Juan Sajid de Leon Imao(born 1972) is the second to the youngest son of Abdulmari Asia Imao (1936-2014), the first Moslem National Artist of the Philippines. Sajid, would go on to take up sculpture at the University of the Philippines (U.P.) College of Fine Arts (CFA), just like his father. Early on in his career, Imao was diagnosed with Retinitis Pigmentosa (RP), which would slowly diminish his eyesight. Although this would mean the death of any artist, Sajid took this as a challenge to continue making sculptures. This lead to many awards, such as the 2001 Ten Outstanding Young Men (TOYM) award.
At the northern side of the church is a small prayer garden, with Conrado de Leon’s House of Precasts’s 2007 sculpture of “The Agony in the Garden”.
Inside the church, the triangle design draws the viewer’s eyes upward, as to create a sense of awe. At the altar in Juan Sajid Imao’s 2004 Crucifix, with Jesus’ head lifted up signifying his triumph over death.
At the entrance of the church is Architect Vincent Pinpin and Ronald Kraut‘s 2007 stained glass “Stations of the Cross”, with the basin for the Holy Water placed into a large rock.

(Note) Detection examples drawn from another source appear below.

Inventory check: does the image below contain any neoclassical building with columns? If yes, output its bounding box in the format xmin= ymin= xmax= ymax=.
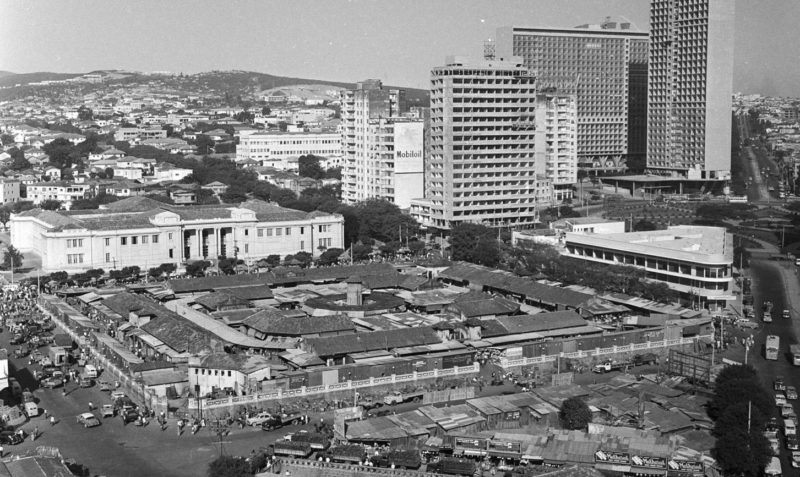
xmin=10 ymin=197 xmax=344 ymax=273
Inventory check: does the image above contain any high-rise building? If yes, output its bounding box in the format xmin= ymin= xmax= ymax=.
xmin=341 ymin=80 xmax=424 ymax=209
xmin=495 ymin=18 xmax=647 ymax=174
xmin=411 ymin=57 xmax=577 ymax=229
xmin=647 ymin=0 xmax=735 ymax=179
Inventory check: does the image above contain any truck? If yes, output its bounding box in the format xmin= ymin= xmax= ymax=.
xmin=383 ymin=391 xmax=425 ymax=406
xmin=764 ymin=335 xmax=781 ymax=361
xmin=427 ymin=457 xmax=475 ymax=475
xmin=370 ymin=449 xmax=422 ymax=470
xmin=260 ymin=414 xmax=303 ymax=431
xmin=592 ymin=361 xmax=633 ymax=373
xmin=789 ymin=344 xmax=800 ymax=366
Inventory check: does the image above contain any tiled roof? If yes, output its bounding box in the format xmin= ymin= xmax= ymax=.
xmin=496 ymin=310 xmax=586 ymax=334
xmin=306 ymin=327 xmax=442 ymax=357
xmin=242 ymin=308 xmax=354 ymax=336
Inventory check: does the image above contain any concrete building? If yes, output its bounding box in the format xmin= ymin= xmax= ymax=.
xmin=0 ymin=179 xmax=19 ymax=204
xmin=564 ymin=225 xmax=736 ymax=309
xmin=647 ymin=0 xmax=735 ymax=179
xmin=10 ymin=197 xmax=344 ymax=273
xmin=236 ymin=132 xmax=342 ymax=170
xmin=411 ymin=57 xmax=577 ymax=229
xmin=341 ymin=80 xmax=425 ymax=209
xmin=495 ymin=18 xmax=648 ymax=174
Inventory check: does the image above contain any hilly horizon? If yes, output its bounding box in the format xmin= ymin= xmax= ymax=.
xmin=0 ymin=69 xmax=428 ymax=105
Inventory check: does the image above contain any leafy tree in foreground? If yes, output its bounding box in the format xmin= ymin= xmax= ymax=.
xmin=558 ymin=397 xmax=592 ymax=429
xmin=450 ymin=223 xmax=500 ymax=267
xmin=3 ymin=245 xmax=23 ymax=270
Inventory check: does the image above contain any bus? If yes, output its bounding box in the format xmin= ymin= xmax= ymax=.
xmin=764 ymin=335 xmax=781 ymax=361
xmin=764 ymin=457 xmax=783 ymax=477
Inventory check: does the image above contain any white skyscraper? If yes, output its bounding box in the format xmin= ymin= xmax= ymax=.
xmin=647 ymin=0 xmax=735 ymax=179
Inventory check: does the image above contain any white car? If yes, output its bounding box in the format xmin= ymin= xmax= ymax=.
xmin=775 ymin=393 xmax=786 ymax=407
xmin=246 ymin=412 xmax=272 ymax=426
xmin=792 ymin=451 xmax=800 ymax=469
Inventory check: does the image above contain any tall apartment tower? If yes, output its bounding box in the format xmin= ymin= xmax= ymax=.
xmin=647 ymin=0 xmax=735 ymax=179
xmin=341 ymin=80 xmax=424 ymax=209
xmin=411 ymin=57 xmax=577 ymax=229
xmin=495 ymin=18 xmax=648 ymax=174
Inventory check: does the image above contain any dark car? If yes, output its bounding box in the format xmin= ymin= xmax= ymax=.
xmin=0 ymin=431 xmax=24 ymax=446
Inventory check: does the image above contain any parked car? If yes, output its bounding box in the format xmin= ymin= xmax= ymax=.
xmin=0 ymin=431 xmax=25 ymax=446
xmin=786 ymin=386 xmax=797 ymax=401
xmin=246 ymin=412 xmax=272 ymax=426
xmin=77 ymin=412 xmax=100 ymax=428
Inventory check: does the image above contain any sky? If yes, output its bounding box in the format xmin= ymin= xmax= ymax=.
xmin=0 ymin=0 xmax=800 ymax=97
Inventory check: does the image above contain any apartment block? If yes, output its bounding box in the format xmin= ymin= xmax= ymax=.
xmin=236 ymin=132 xmax=342 ymax=170
xmin=647 ymin=0 xmax=735 ymax=179
xmin=495 ymin=18 xmax=648 ymax=174
xmin=342 ymin=80 xmax=425 ymax=209
xmin=411 ymin=57 xmax=577 ymax=229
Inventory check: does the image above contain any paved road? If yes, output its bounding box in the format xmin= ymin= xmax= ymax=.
xmin=0 ymin=331 xmax=322 ymax=477
xmin=750 ymin=260 xmax=800 ymax=470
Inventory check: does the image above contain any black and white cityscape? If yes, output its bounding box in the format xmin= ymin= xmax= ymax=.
xmin=0 ymin=0 xmax=800 ymax=477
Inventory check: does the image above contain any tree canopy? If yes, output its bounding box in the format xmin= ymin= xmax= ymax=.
xmin=450 ymin=222 xmax=500 ymax=267
xmin=558 ymin=396 xmax=592 ymax=429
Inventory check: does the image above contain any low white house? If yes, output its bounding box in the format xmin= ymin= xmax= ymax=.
xmin=189 ymin=353 xmax=273 ymax=396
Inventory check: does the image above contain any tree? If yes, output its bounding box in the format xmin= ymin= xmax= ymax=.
xmin=558 ymin=396 xmax=592 ymax=429
xmin=8 ymin=147 xmax=31 ymax=171
xmin=450 ymin=223 xmax=500 ymax=267
xmin=0 ymin=206 xmax=11 ymax=229
xmin=186 ymin=260 xmax=211 ymax=277
xmin=3 ymin=245 xmax=23 ymax=270
xmin=317 ymin=248 xmax=344 ymax=265
xmin=195 ymin=134 xmax=214 ymax=154
xmin=266 ymin=254 xmax=281 ymax=268
xmin=208 ymin=455 xmax=253 ymax=477
xmin=39 ymin=199 xmax=61 ymax=210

Arch. Vincent Martin “Veepee” Bondoc Pinpin (born 1967) is a graduate of the Ateneo De Manila University, and he completed his degree in Architecture from the University of the Philippines, Diliman. Aside from teaching Asian Vernacular Architecture at the Loyola Schools, Ateneo De Manila University, Arch. Pinpin has also worked on the redevelopment of certain building in the Ateneo. Pinpin is also the owner of the successful firm, VMBPArchitecturals.
Around the church’s interiors are Volks Bustiniera’s 2008 carved wood “Stations of the Cross”, which were said to be made of trees felled from either a storm or from the trees cleared on Sacred Heart Hill.
At the sides of the church, there are two adoration chapels. The first is the Chapel of the Immaculate Concepcion, which was built in 2006. The focal point of the chapel is the wooden Immaculate Conception floating inside a golden sun with resin white clouds. This sculpture was created by Justino ‘Paloy’ Cagayat, in 2006.
Justino ‘Paloy‘ A. Cagayat Jr. (1960) is a third-generation woodcarver from Paete, Laguna. Cagayat graduated from the Mapua Institute of Technology with a degree and license in Mining Engineering, but he opted to return to his hometown and continue the tradition of wood carving. Cagayat was already known in Paete, when he gain fame for sculpting the fictional “Machete” used in the movies that starred Cesar Montano in 1990 and Gardo Versoza in 1993.
Around the Chapel of the Immaculate Concepcion are etched glass images of “Marian Devotees” by Jose T. Badelles. Aside from the etched glass images, a mural titled “December 8, 1941” runs almost the whole perimeter of the chapel, with images of children in a Marian procession. This painting by Felix Mago Miguel speaks of the innocence and power of faith amidst the horrors of the Japanese invasion of the Philippines, on that fateful date of December 8, 1941.
On the opposite side of the church is the Chapel of the Sacred Heart, which was designed by Architect Vicent Pinpin, in 2007. The tabernacle was created by the sculptor Juan Sajid Imao.
Sitting in the corner of the Chapel of the Sacred Heart is an undated wooden sculpture of the Head of Christ, by an unidentified artist. It sits as a silent witness to the prayers and conversations that passed through the Church of the Gesù.